With each story the forest becomes more lively and a logical order unfolds in the green wilderness. It all seems very simple, and self-evident. And it is. In places like this, there is no place for complicated terms that will make you crack your head.

A few days later they want to show us how to make coffee, an activity they have learned from their ancestors. In the midst of banana trees and coffee plants, they skim the coffee beans by hitting them with a heavy stick in a kind of wooden djembe without skin. During the beating there is rhythmic singing, to support the physical effort. The text sounds repetitive.

'What do you sing,' I ask. It's about the coffee, about the wish that the beans let go of their skins as soon as possible, about how delicious the coffee tastes after a long day working on the field. 

And since we are present in the village today, they improvise on the spot some more strophes about us, the guests on the bike, who will soon be able to enjoy the coffee. Every now and then the men pass on the heavy stick to each other, to divide the forces. The singing and chanting continue, with some humour in between. Superb in its simplicity and light character, despite the physical effort.


The complex stories of the world news do not reach us. We are not mourned by that. Instead, we get a bath of stories that are directly related to daily life here, to what is under the wheels of our bicycles today. An ode to the bridge of the village, a motivating tune when the pile of logs on the head weighs heavily, a story about the ancestors... Everything can serve as a narrative. The songs and stories are a source of wisdom, of knowledge transfer, of creativity and of connection in daily life.

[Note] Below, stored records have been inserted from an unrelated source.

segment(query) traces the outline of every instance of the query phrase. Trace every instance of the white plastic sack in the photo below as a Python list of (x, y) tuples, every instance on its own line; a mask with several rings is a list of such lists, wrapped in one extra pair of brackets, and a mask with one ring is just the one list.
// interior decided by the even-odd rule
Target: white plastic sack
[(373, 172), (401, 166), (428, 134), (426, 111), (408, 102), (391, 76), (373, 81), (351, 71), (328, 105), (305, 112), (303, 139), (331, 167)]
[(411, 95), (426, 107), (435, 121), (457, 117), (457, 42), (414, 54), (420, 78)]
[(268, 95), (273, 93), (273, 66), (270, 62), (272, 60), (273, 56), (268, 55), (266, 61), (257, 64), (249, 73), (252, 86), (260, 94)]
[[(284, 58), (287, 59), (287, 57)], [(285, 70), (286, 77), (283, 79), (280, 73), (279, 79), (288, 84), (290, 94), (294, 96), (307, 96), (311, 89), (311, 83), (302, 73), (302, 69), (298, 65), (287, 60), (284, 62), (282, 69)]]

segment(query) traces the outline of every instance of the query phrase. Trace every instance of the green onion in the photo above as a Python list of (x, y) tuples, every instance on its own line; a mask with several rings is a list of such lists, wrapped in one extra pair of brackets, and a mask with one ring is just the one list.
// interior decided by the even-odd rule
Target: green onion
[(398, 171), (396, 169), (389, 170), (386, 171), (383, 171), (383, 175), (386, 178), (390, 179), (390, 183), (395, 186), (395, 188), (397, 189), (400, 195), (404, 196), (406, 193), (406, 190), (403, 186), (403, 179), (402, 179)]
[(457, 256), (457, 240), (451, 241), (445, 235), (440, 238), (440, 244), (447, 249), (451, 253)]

And sometimes they also have a therapeutic function. Like in an organization in Arusha, which works with children and young people with mental disabilities and where we stop by bike. Between the mango trees and passion fruit plants is a large round open hut, with all kinds of simple and colourful drawings on the inside wall of the thatched roof. 'Every morning we meet here to share stories with each other,' says the psychologist on duty. 'Everybody may have their say,' says the psychologist. 'Sometimes this is a story that stems from the drawings in the hut, sometimes a story about a nasty experience, sometimes something between fantasy and reality. What is said does not matter. Logic doesn't have to be there. If you want to sing your story, you can. Do you want to add some rhythm to it and dance a little bit to it? Fine. In this hut you can tell your story as literally and figuratively as the opening of the day. And all the other people present are your listeners.'


All these stories wake up the child in me again. I am very grateful to the Tanzanian people for that. No matter how many holes there are in the dirt road, which sometimes make cycling difficult... No matter how hard it rains,... You can always come up with a song or story about it that you can put completely to your own will. The rain doesn't disappear with that. But creating and singing does pour a light and playful sauce on top of it. It can be that simple.